As for the warning about the 4 pm customer drop-off, our biggest sales time now is generally after 4:30. We do a very strong lunch but our dinner business over the last year has grown to the point where 50 percent of our daily sales during the week is going to be in the evening. On weekends, about 80 percent of our business is after 4.
We had to create a new mentality. People didn’t come downtown because they were scared. Johnstown lost an economy. The young, smart, freshly educated kids got out of town and went somewhere they could get a job. That creates a vacuum where you start drawing in the wrong crowd, plus drug problems and crime problems. Over the last decade, the police have done a lot to change that, but the mentality was still there. We worked around that by creating specific events. You might not come down for dinner with just you and a date, but if we created a well-defined event, like a wine dinner for 50 or 60 people, you’re more comfortable.
I would always get on my soapbox afterward and say, “You are all downtown and you are safe. Tell your friends not to be afraid of downtown anymore.” After preaching that to enough people over enough time, it started to reinforce that it is OK to go downtown and enjoy yourself.
“It’s not just about eating so that you survive. It’s about creating an experience.“ -Jeremy Shearer of PRESS Bistro
We’re definitely starting to see more activity. We have a few restaurants opening now, which tells me that other entrepreneurs are starting to see value. The more entrepreneurs there are that see value, the more the customer base will start to see, too. We’re also seeing more community events and community involvement. We’re doing parades again. Everyone’s focus is the fact that we have this wonderful infrastructure, all of these buildings that have been here since the 1800s and they’re in good condition. Why not find a way to get people to enjoy that?
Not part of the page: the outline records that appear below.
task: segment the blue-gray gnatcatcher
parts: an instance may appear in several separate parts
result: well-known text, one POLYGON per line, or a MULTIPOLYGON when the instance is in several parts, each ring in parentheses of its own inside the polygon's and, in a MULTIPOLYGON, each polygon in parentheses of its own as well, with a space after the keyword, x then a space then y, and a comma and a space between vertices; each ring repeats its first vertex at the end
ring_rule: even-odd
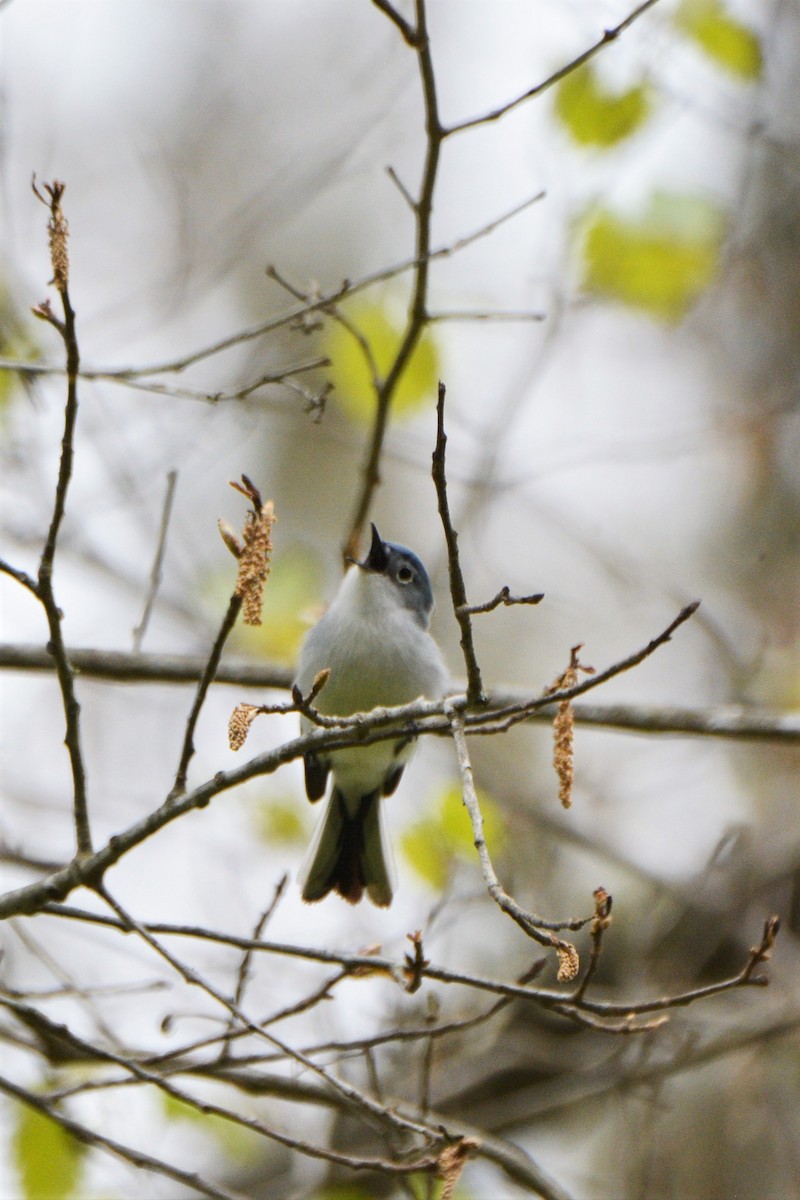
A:
MULTIPOLYGON (((428 632, 433 592, 420 559, 404 546, 383 541, 372 527, 372 546, 344 576, 336 596, 300 652, 296 684, 308 695, 325 667, 320 713, 348 716, 377 706, 404 704, 447 691, 447 671, 428 632)), ((314 726, 301 718, 305 732, 314 726)), ((381 799, 399 784, 413 739, 306 755, 306 792, 318 800, 333 776, 327 808, 301 872, 303 900, 338 892, 357 904, 365 890, 373 904, 391 904, 395 890, 391 847, 381 799)))

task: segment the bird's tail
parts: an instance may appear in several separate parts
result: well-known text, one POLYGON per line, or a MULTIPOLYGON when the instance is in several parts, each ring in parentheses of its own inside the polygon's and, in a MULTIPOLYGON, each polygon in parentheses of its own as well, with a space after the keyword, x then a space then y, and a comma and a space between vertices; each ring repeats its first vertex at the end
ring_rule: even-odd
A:
POLYGON ((366 892, 380 908, 392 902, 392 858, 380 799, 379 792, 371 792, 351 814, 338 787, 333 788, 301 871, 303 900, 313 902, 338 892, 349 904, 357 904, 366 892))

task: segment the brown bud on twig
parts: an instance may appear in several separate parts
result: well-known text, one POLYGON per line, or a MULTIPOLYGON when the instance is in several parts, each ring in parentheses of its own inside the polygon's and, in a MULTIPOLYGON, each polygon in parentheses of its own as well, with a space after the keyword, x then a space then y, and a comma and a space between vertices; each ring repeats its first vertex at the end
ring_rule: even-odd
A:
MULTIPOLYGON (((559 676, 549 691, 563 691, 565 688, 573 688, 578 682, 578 671, 585 674, 594 674, 594 667, 584 667, 578 660, 578 650, 583 646, 573 646, 570 652, 570 665, 559 676)), ((558 713, 553 720, 553 766, 559 778, 559 799, 565 809, 572 804, 572 782, 575 779, 575 710, 569 700, 563 700, 558 707, 558 713)))
POLYGON ((559 983, 570 983, 581 970, 578 952, 571 942, 559 942, 555 946, 555 953, 559 959, 559 972, 555 978, 559 983))
POLYGON ((219 530, 219 536, 234 558, 241 558, 242 545, 234 527, 228 524, 227 521, 223 521, 222 517, 217 517, 217 529, 219 530))
MULTIPOLYGON (((243 619, 246 625, 261 624, 261 601, 264 599, 264 584, 270 574, 270 557, 272 554, 272 526, 277 517, 272 500, 261 500, 261 494, 253 482, 242 475, 241 484, 231 482, 237 492, 246 496, 253 508, 245 518, 242 530, 242 545, 239 548, 239 574, 236 576, 235 594, 241 596, 243 619)), ((223 541, 234 553, 234 547, 222 533, 223 541)), ((239 546, 237 541, 235 542, 239 546)))
POLYGON ((405 990, 407 991, 419 991, 422 986, 422 972, 427 966, 429 966, 428 960, 422 953, 422 934, 417 929, 413 934, 405 935, 414 947, 414 954, 405 955, 405 968, 403 974, 405 977, 405 990))
POLYGON ((228 745, 231 750, 241 750, 245 745, 249 727, 259 712, 258 704, 236 704, 228 720, 228 745))
POLYGON ((61 197, 64 196, 66 184, 54 180, 52 184, 43 184, 42 186, 47 196, 42 196, 40 192, 36 186, 36 175, 34 175, 31 180, 34 196, 50 210, 50 220, 47 224, 50 242, 50 263, 53 264, 53 278, 50 282, 55 284, 59 292, 64 293, 67 290, 70 283, 70 254, 67 252, 70 226, 61 209, 61 197))
POLYGON ((452 1200, 467 1159, 479 1150, 480 1145, 477 1138, 459 1138, 458 1141, 451 1142, 441 1151, 437 1164, 439 1175, 444 1180, 439 1200, 452 1200))

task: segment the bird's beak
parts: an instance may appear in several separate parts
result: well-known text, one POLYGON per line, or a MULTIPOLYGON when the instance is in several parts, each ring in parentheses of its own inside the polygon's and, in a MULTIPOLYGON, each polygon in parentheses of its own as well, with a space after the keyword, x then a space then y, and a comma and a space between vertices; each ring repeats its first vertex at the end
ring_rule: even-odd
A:
POLYGON ((365 558, 363 563, 359 563, 359 566, 365 571, 375 571, 378 575, 383 575, 389 566, 386 546, 374 524, 372 527, 372 545, 369 547, 369 553, 365 558))

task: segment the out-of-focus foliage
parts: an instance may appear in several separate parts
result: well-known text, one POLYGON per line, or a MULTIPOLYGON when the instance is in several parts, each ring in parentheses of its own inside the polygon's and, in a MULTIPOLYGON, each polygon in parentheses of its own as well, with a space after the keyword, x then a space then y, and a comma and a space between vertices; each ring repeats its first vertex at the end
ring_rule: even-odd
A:
POLYGON ((167 1093, 162 1093, 162 1104, 164 1115, 170 1121, 185 1121, 200 1129, 204 1136, 213 1138, 228 1158, 247 1163, 258 1157, 260 1145, 258 1134, 251 1133, 243 1126, 224 1121, 213 1112, 201 1112, 167 1093))
POLYGON ((70 1200, 77 1195, 84 1147, 55 1121, 20 1104, 11 1153, 24 1200, 70 1200))
POLYGON ((684 0, 675 20, 717 66, 740 79, 760 78, 763 59, 758 37, 732 17, 720 0, 684 0))
MULTIPOLYGON (((483 834, 492 854, 503 850, 507 829, 492 797, 479 788, 483 834)), ((459 788, 450 787, 434 799, 429 815, 405 830, 401 846, 415 871, 432 887, 444 888, 456 859, 474 860, 473 827, 459 788)))
POLYGON ((675 322, 716 275, 724 216, 710 200, 657 193, 639 220, 600 208, 581 232, 587 292, 675 322))
MULTIPOLYGON (((348 306, 345 316, 366 342, 372 362, 349 329, 336 320, 329 323, 324 348, 331 360, 333 403, 351 421, 368 424, 375 413, 375 373, 379 380, 387 373, 403 330, 386 305, 361 301, 348 306)), ((401 420, 413 416, 435 395, 440 374, 437 343, 427 330, 403 370, 392 400, 392 415, 401 420)))
POLYGON ((612 91, 590 62, 563 79, 555 95, 555 115, 570 137, 602 150, 640 128, 650 108, 646 84, 612 91))
MULTIPOLYGON (((14 362, 36 362, 38 346, 30 334, 30 322, 18 316, 11 298, 0 283, 0 359, 14 362)), ((13 371, 0 371, 0 413, 11 403, 19 389, 19 376, 13 371)))
POLYGON ((323 570, 307 546, 278 546, 272 559, 260 625, 239 625, 233 642, 247 654, 293 664, 323 590, 323 570))
POLYGON ((294 846, 306 840, 308 829, 296 799, 270 797, 253 806, 258 836, 270 846, 294 846))

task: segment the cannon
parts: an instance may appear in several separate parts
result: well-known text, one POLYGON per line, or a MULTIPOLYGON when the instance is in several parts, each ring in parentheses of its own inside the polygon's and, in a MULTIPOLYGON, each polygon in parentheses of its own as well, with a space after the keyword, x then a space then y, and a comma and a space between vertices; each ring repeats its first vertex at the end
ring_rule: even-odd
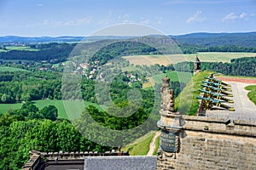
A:
POLYGON ((224 95, 227 95, 228 97, 233 97, 233 94, 230 94, 224 90, 222 90, 221 88, 215 88, 215 87, 212 87, 212 86, 208 86, 208 85, 206 85, 206 84, 201 84, 202 87, 206 88, 206 90, 207 91, 211 91, 211 92, 216 92, 218 94, 223 94, 224 95))
POLYGON ((212 99, 211 98, 204 98, 201 96, 196 96, 196 99, 202 100, 202 107, 206 110, 211 110, 214 105, 217 107, 228 109, 230 111, 235 111, 233 107, 222 104, 218 99, 212 99))
POLYGON ((201 89, 201 88, 198 88, 198 90, 201 93, 204 93, 204 97, 206 97, 206 98, 213 97, 213 98, 216 98, 217 99, 222 99, 222 100, 227 101, 229 103, 234 103, 233 99, 230 99, 228 98, 225 98, 223 95, 221 95, 220 94, 203 90, 203 89, 201 89))
POLYGON ((209 82, 218 82, 218 83, 219 83, 219 84, 223 84, 223 85, 224 85, 224 86, 227 86, 227 87, 231 87, 230 86, 230 84, 228 84, 228 83, 226 83, 226 82, 222 82, 221 80, 218 80, 218 79, 216 79, 216 78, 212 78, 212 77, 210 77, 210 76, 204 76, 206 79, 208 79, 209 80, 209 82))
POLYGON ((224 89, 228 92, 232 92, 231 88, 227 88, 227 87, 224 87, 219 83, 217 83, 217 82, 207 82, 207 81, 202 81, 203 83, 206 83, 207 85, 211 85, 211 86, 214 86, 215 88, 218 88, 220 89, 224 89))

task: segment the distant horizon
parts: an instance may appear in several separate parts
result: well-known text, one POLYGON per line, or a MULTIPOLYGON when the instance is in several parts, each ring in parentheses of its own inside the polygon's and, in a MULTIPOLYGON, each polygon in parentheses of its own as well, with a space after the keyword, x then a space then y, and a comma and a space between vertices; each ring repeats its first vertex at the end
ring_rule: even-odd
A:
POLYGON ((1 0, 0 36, 88 37, 122 24, 173 36, 250 32, 255 8, 255 0, 1 0))
MULTIPOLYGON (((166 34, 166 36, 184 36, 184 35, 190 35, 190 34, 239 34, 239 33, 256 33, 256 31, 234 31, 234 32, 207 32, 207 31, 198 31, 198 32, 190 32, 190 33, 184 33, 184 34, 166 34)), ((151 34, 151 35, 161 35, 161 34, 151 34)), ((150 35, 148 35, 150 36, 150 35)), ((140 37, 138 36, 114 36, 114 35, 99 35, 99 36, 75 36, 75 35, 61 35, 61 36, 23 36, 23 35, 6 35, 6 36, 0 36, 0 37, 140 37)))

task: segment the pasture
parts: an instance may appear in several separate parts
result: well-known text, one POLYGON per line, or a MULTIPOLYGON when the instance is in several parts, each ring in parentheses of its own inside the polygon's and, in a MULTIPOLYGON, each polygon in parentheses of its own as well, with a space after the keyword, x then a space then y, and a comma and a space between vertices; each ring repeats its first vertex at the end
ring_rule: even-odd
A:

We’re also expanding our own business by opening Stone Bridge Brewing Company. Our closest brewery is 45 minutes away from here, so I knew we had the market for it. It’s not just 20-something hipsters that want a craft beer. Plus, there are a lot of great farms around us, and they’re getting certified as organic on their grains and their malting process, so that lets us create an organic farm-to-table beer. We’ve shared a few little tidbits on social media to tease the opening and we’ve had an outpouring of people begging us to get our doors open. I can feel the undercurrent. I can feel the energy from the other entrepreneurs. We knew what was coming and we wanted to be on the front end of that.
A big part of that rests on the restaurateur’s shoulders. The more that restaurants take on a bigger mentality, rather than just making food for people to eat, the stronger it makes them.